Valuation
The process of determining the economic worth of a business for sale, investment, or other purposes.
Full Definition
Valuation is the process of determining the economic worth of a business. In M&A, valuations establish the basis for price negotiations and are essential for buyers, sellers, and their advisers.
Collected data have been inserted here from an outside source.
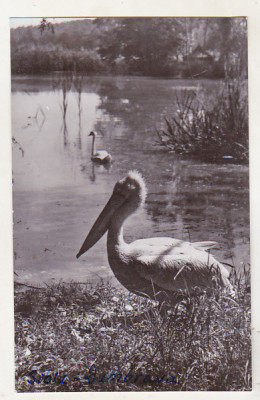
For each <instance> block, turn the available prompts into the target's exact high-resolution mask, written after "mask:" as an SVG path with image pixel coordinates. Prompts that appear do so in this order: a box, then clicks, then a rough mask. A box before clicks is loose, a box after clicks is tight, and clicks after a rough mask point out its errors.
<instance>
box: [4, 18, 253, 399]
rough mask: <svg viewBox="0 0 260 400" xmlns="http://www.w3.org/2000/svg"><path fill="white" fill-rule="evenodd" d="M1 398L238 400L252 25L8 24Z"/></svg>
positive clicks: (96, 22) (245, 18)
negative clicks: (9, 238) (96, 393)
mask: <svg viewBox="0 0 260 400" xmlns="http://www.w3.org/2000/svg"><path fill="white" fill-rule="evenodd" d="M10 68H11V77H10V79H11V138H10V141H11V142H12V202H13V285H14V296H13V297H14V304H13V306H14V362H15V368H14V371H13V374H14V382H15V391H16V392H18V393H33V392H38V393H43V392H198V391H208V392H214V391H218V392H219V391H224V392H234V391H239V392H248V391H251V390H252V360H251V357H252V354H251V353H252V352H251V349H252V343H251V262H250V214H249V160H250V156H249V112H248V106H249V102H248V79H249V78H250V77H249V72H248V18H247V16H246V15H240V16H237V15H234V16H221V15H219V16H210V15H208V16H196V17H192V16H190V17H189V16H186V17H182V16H176V17H175V16H169V17H168V16H165V17H164V16H156V17H155V16H154V17H148V16H139V17H136V16H121V17H119V16H109V17H108V16H103V17H102V16H98V17H93V16H91V15H90V16H88V15H87V16H85V17H83V16H81V17H77V18H76V17H51V16H48V17H44V16H41V17H37V18H36V17H35V18H33V17H23V18H18V17H12V18H10Z"/></svg>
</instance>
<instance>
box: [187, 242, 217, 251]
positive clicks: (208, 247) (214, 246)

Common valuation methodologies: 1. Earnings multiple: Value = Earnings × Multiple 2. Discounted Cash Flow (DCF): Present value of future cash flows 3. Net asset value: Value of assets minus liabilities 4. Comparable transactions: Prices paid for similar businesses 5. Comparable companies: Trading multiples of listed peers
Factors affecting valuation:
- Historical financial performance
- Growth prospects
- Market position and competitive advantage
- Management team quality
- Customer concentration
- Recurring revenue
- Barriers to entry
- Sector dynamics
- Macroeconomic conditions
UK SME valuation ranges:
- Asset-based businesses: 0.5-2x net assets
- Service businesses: 0.5-1x revenue or 3-6x EBITDA
- Technology/SaaS: 2-5x revenue or 8-15x EBITDA
- Manufacturing: 3-6x EBITDA
Valuation for different purposes:
- Sale/purchase: Fair market value
- Tax (HMRC): Market value definitions vary
- Disputes: Expert determination
- Financing: Conservative/stressed scenarios
Related Terms
Multiple
A valuation ratio comparing price to a financial metric, such as revenue or EBITDA, used to value businesses.
EBITDA
Earnings Before Interest, Taxes, Depreciation, and Amortisation – a key profitability metric used in valuations.
Enterprise Value
The total value of a business including both equity and debt, representing the price to acquire the entire entity.
Normalised Earnings
Adjusted profit figures removing one-off, non-recurring, or owner-specific items to show sustainable profitability.